Sax-playing Tino gets ‘Best of Bermuda’ nod
Terence “Tino” Martinez was shocked to discover he’d been named Bermuda’s best musician.
In fact, he initially mistook the message from The Bermudian magazine for spam.
“But something said, read that again,” the saxophonist said. “Then I was like, ‘Oh, wow!’ It was definitely a shock to win the award. There are loads of good musicians in Bermuda, so I really appreciated being chosen.”
For the past four years he’s been the frontman of the Tino Martinez Quintet, the jazz band he formed with Dino “Richie” Richol, Raymond George, Torrey Tacklyn and Troy Washington.
Prior to that he’d played with several groups, and most recently was a member of DIA.
“I had never been a frontman,” he said. “During my last two years with DIA I was becoming more and more of a frontman without realising. Then I started to think about going out on my own. But it was a little scary to make that move.”
TMQ started out as a band for hire but soon began offering live performances. The first was at Daylesford Theatre, where they held “Sessions Popups” with a “jazz fusion” style.
“I had my doubts at first,” Mr Martinez said. “We were a new band and the public did not know what we were going to do. It was on Tuesday evenings and people have lives and families. I thought if we could get 25 people in the audience, that would be a positive number.”
He hit the target and, at the next performance, they had 35 people.
“Then I don’t know what happened, because all of a sudden we had more than 100 people,” Mr Martinez said. “Now, we typically have 125 people.”
One of their regulars in the audience is veteran jazz musician and teacher Wendell “Shine” Hayward.
“He comes to all our shows and gives us advice all the time,” Mr Martinez said. “He tells us to keep up the great work and stick with it.
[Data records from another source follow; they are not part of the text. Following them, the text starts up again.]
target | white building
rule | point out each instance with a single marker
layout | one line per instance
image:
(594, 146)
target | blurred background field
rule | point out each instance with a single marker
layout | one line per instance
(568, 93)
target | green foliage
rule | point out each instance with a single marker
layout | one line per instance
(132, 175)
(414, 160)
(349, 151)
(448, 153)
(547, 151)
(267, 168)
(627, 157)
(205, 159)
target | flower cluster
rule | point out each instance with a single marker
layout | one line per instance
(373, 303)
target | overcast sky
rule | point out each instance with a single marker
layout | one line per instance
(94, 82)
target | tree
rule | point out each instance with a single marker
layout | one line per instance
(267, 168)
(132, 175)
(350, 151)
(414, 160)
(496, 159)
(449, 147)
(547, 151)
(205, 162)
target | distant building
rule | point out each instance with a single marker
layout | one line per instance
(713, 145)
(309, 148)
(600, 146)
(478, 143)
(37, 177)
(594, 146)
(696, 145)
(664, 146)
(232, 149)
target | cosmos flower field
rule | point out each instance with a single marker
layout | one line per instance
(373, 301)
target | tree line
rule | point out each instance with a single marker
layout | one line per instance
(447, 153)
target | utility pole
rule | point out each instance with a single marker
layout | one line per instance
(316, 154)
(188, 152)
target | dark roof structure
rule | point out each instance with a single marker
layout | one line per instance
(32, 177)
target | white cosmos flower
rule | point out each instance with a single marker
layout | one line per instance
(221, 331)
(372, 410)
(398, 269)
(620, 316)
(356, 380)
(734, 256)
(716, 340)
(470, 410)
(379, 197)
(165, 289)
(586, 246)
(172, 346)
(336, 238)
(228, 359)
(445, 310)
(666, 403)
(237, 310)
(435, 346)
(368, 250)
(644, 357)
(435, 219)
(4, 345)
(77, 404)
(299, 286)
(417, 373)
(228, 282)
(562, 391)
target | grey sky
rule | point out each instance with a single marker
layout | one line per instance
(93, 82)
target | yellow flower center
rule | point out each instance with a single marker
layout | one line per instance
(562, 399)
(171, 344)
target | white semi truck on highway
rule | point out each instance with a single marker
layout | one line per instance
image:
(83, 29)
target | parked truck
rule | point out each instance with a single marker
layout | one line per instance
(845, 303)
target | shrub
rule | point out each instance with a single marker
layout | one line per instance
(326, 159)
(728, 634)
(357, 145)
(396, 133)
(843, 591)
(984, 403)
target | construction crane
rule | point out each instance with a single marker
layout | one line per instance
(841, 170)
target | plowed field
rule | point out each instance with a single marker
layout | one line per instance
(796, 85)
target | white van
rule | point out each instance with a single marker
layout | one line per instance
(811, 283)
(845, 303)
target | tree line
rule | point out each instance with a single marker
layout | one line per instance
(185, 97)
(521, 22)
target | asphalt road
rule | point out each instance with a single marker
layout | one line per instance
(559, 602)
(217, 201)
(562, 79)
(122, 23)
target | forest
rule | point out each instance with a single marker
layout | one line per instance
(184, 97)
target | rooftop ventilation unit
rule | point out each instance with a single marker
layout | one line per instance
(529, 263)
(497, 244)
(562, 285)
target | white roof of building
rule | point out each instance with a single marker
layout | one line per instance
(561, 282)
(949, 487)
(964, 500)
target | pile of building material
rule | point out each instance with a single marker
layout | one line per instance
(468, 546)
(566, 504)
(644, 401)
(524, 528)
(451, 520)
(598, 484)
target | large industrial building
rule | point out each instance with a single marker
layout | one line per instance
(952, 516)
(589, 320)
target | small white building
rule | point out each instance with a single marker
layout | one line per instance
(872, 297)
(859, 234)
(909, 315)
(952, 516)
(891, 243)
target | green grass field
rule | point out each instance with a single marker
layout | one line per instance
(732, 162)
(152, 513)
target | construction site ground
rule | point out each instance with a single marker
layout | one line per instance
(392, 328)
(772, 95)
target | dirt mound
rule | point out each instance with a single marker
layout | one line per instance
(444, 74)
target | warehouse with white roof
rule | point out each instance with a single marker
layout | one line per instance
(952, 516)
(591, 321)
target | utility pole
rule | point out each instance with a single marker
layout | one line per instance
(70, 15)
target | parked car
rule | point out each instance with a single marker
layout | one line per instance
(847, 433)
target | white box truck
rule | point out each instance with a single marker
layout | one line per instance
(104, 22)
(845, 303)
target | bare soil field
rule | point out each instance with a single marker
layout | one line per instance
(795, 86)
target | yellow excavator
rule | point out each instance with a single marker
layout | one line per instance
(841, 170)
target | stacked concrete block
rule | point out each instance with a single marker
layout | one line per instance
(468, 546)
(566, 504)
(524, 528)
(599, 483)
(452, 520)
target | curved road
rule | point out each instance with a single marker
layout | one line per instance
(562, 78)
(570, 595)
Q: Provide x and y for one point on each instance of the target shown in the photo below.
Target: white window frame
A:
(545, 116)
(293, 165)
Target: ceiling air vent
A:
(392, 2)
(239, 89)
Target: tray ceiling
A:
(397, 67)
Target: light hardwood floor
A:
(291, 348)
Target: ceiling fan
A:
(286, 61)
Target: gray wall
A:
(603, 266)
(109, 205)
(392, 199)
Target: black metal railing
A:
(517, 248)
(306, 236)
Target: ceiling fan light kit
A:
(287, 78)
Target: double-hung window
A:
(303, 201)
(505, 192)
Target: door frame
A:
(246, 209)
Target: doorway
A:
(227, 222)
He always says ‘keep it saxy’.”
At City Hall this month the band will perform jazz standards, Japanese jazz and original songs by themselves and their honoured guests: jazz musicians such as Gita Blakeney Saltus, Derek Simmons Sr, Conrad Roach and Wendell “Shine” Hayward, who “comes to all of our shows”.
“We want to give them their flowers while they are here and let them know that we want to continue what they started back then,” Mr Martinez said. “We want to thank them for paving the way.”
He grew up in Houston, Texas and started playing the piano in middle school but at age 11 switched to the saxophone, mostly led by his mother, Judith Smith.
“My first choice was the drums, but when the director explained that I had to learn the entire percussion family, my mother thought that was a lot, and it was too much banging around her head,” he said. “His second choice was the trumpet, but she thought its three valves might make it too difficult.”
He did not want to play the flute or clarinet and was not interested in brass, so he eventually settled on the saxophone.
Music won him a partial scholarship to attend Southern University in Baton Rouge, Louisiana.
“I was in the Human Jukebox Marching Band,” he said. “It is the world’s greatest marching band. In fact, they came to Bermuda in 1998 for the Heritage Day Parade but I wasn’t with them at that time, because I was still a kid.”
He would love to bring the band back to Bermuda; its current leader is an old classmate.
“We are still trying to work out how to do that,” he said.
His true love in university was science. Mr Martinez studied clinical laboratory sciences and organisational management.
After graduation, he was part of a reggae-roots fusion band called Idiginis, touring Texas, Colorado, and California. He also got some experience working as a clinical scientist.
“Then in 2015, I decided the US had a lot of hustle and bustle and stress, and I needed to relocate,” he said.
He chose Bermuda because his late maternal grandmother, Albertha “Poonie” Gooby, was Bermudian and he had many relatives still on the island.
He now works at Hope Healthcare on Woodbourne Avenue.
“I am a clinical lab scientist by day and a musician by night,” he said.
Mr Martinez performs with “Dazzle”, a specially customised saxophone made by C. E. Winds in California. It has more than 5,000 Swarovski crystals on it in Rastafarian colours of red, gold and green.
On Thursday TMQ begin a regular gig at The Loren with performances at 8pm every other week. Tickets range from $20 to $300 and are available on www.ptix.bm.
Tickets are $30 for TMQ’s Dalyesford show on January 24 from 6.30pm.
Tickets to the gala at City Hall are $150 per person and include cocktails and an after party with food and drink.